Пушкин, как галилеянин, противополагает первобытного человека современной культуре. Той же современной культуре, основанной на власти черни, на демократическом понятии равенства и большинства голосов, противополагает он, как язычник, самовластную волю единого творца или разрушителя, артиста или героя. Полубог и укрощаемая им стихия – таков второй главный мотив пушкинской поэзии.

Галилеянин, напомню, значит христианин (иногда даже сам Христос). В Пушкине, таким образом, Мережковский выделяет два начала – христианское и языческое, и видит их примиренными, слитыми в высшем синтезе. И вот этот синтез, настаивает Мережковский, начисто утратила последующая, послепушкинская русская литература, даже не утратила, а сознательно от него отошла, отказалась. Мережковский далее:

Вся русская литература после Пушкина будет демократическим и галилейским восстанием на того гиганта, который «над бездной Россию вздернул на дыбы». Все великие русские писатели, не только явные мистики – Гоголь, Достоевский, Лев Толстой, но даже Тургенев и Гончаров – по наружности западники, по существу такие же враги культуры, – будут звать Россию прочь от единственного русского героя и неразгаданного любимца Пушкина, вечно одинокого исполина на обледенелой глыбе финского гранита, – будут звать назад – к материнскому лону русской земли, согретой русским солнцем, к смирению в Боге, к простоте сердца великого народа-пахаря, в уютную горницу старосветских помещиков, к дикому обрыву над родимою Волгой, к затишью дворянских гнезд, к серафической улыбке Идиота, к блаженному «неделанию» Ясной Поляны, – и все они, все до единого, быть может, сами того не зная, подхватят этот вызов малых великому, этот богохульный крик возмутившейся черни: «Добро, строитель чудотворный! Ужо тебе!»

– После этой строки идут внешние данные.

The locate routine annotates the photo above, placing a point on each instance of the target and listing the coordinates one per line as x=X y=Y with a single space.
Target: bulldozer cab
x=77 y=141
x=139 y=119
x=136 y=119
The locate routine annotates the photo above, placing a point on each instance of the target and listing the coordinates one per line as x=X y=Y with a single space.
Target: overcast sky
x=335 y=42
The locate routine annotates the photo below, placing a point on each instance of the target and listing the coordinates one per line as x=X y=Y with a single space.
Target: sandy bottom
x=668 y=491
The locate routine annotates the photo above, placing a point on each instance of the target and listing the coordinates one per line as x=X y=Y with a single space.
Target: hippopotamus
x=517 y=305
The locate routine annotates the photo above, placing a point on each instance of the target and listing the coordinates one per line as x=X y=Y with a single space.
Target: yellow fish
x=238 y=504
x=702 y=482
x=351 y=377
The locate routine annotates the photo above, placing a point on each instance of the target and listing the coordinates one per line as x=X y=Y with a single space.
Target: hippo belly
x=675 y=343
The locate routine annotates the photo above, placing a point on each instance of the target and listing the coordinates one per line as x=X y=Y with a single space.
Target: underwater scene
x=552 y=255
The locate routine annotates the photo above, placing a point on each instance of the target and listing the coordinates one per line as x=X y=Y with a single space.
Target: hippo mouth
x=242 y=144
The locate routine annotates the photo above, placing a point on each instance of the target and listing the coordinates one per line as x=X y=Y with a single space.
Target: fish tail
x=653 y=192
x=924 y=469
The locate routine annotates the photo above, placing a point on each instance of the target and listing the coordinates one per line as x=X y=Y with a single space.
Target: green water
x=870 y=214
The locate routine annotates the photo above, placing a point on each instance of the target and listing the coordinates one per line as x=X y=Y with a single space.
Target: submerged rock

В чем Мережковский безусловно прав, утверждая противоположность Пушкина его литературным потомкам? В том, что послепушкинская литература была демократической, была народной, даже лучше сказать народнической, а Пушкин очень хорошо чувствовал опасность такой позиции: он ведь написал «Капитанскую дочку». И никакое пугачевское преступное обаяние («бандитский шик», как сказал бы Мандельштам) не могло склонить его к народническому мифу. Проще сказать, он не был демократом, не верил, что народу дорога свобода: совсем наоборот.

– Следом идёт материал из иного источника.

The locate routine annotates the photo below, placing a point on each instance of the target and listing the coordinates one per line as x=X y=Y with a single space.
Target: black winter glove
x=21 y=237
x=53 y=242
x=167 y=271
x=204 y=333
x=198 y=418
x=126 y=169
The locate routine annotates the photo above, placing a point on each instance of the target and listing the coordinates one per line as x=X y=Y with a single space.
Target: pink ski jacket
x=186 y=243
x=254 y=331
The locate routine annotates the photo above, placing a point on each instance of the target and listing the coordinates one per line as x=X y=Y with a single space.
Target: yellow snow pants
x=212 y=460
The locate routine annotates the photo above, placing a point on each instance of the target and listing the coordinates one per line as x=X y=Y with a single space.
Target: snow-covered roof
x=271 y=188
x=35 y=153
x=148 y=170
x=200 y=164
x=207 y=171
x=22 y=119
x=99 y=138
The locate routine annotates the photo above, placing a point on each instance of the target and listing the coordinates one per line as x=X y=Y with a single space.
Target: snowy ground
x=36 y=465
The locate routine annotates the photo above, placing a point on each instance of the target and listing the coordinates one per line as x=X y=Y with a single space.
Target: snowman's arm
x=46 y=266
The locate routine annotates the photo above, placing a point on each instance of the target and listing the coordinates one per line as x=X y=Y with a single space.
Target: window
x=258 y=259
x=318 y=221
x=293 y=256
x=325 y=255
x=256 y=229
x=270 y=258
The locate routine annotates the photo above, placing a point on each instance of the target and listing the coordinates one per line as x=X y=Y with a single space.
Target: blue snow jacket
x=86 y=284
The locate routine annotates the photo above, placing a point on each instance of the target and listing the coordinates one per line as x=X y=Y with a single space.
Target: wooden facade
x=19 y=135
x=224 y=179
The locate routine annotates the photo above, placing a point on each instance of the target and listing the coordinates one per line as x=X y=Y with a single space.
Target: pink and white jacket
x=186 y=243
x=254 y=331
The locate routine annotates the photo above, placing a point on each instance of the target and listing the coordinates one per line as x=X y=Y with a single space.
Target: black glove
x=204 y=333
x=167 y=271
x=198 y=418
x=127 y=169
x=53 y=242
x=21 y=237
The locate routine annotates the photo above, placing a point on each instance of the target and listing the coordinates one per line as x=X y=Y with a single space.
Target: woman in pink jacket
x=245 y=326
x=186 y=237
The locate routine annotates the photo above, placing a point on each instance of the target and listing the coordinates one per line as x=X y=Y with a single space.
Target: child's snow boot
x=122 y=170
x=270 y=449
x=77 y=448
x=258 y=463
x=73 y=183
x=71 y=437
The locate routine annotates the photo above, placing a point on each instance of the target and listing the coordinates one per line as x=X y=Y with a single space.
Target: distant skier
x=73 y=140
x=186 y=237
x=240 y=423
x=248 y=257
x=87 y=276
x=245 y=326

Свободы сеятель пустынный,
Я вышел рано, до звезды;
Рукою чистой и безвинной
В порабощенные бразды
Бросал живительное семя —
Но потерял я только время,
Благие мысли и труды…
Паситесь, мирные народы!
Вас не разбудит чести клич.
К чему стадам дары свободы?
Их должно резать или стричь.
Наследство их из рода в роды
Ярмо с гремушками да бич.

Полагаю, что молодой Б. М. Энгельгардт в своей трактовке «Медного всадника» шел из цитированного текста Мережковского.


И. Т.: Но у Мережковского получается, что русская литература как раз и виновна в этом антикультур-ном бунте черни, она его вызывала и заранее одобряла.


Б. П.: Да, конечно, так и получается. И вот что еще в тему следует добавить. Я напал в сети на работу Б. Н. Пойзнера из Томского университета «Дух народа: Шпет о Пушкине». Густав Густавович Шпет – философ-гуссерлианец, репрессированный, натурально, большевиками и сгинувший в ГУЛАГе. В советское время Шпет успел издать «Очерк истории русской философии» – чрезвычайно острое сочинение, разрушившее много предшествующих и последующих русских культурных мифов.


И. Т.: Поначалу Шпет был выслан в Томск, университетский город, между прочим. И даже работа ему была дана по специальности: заказан перевод гегелевской «Феноменологии духа».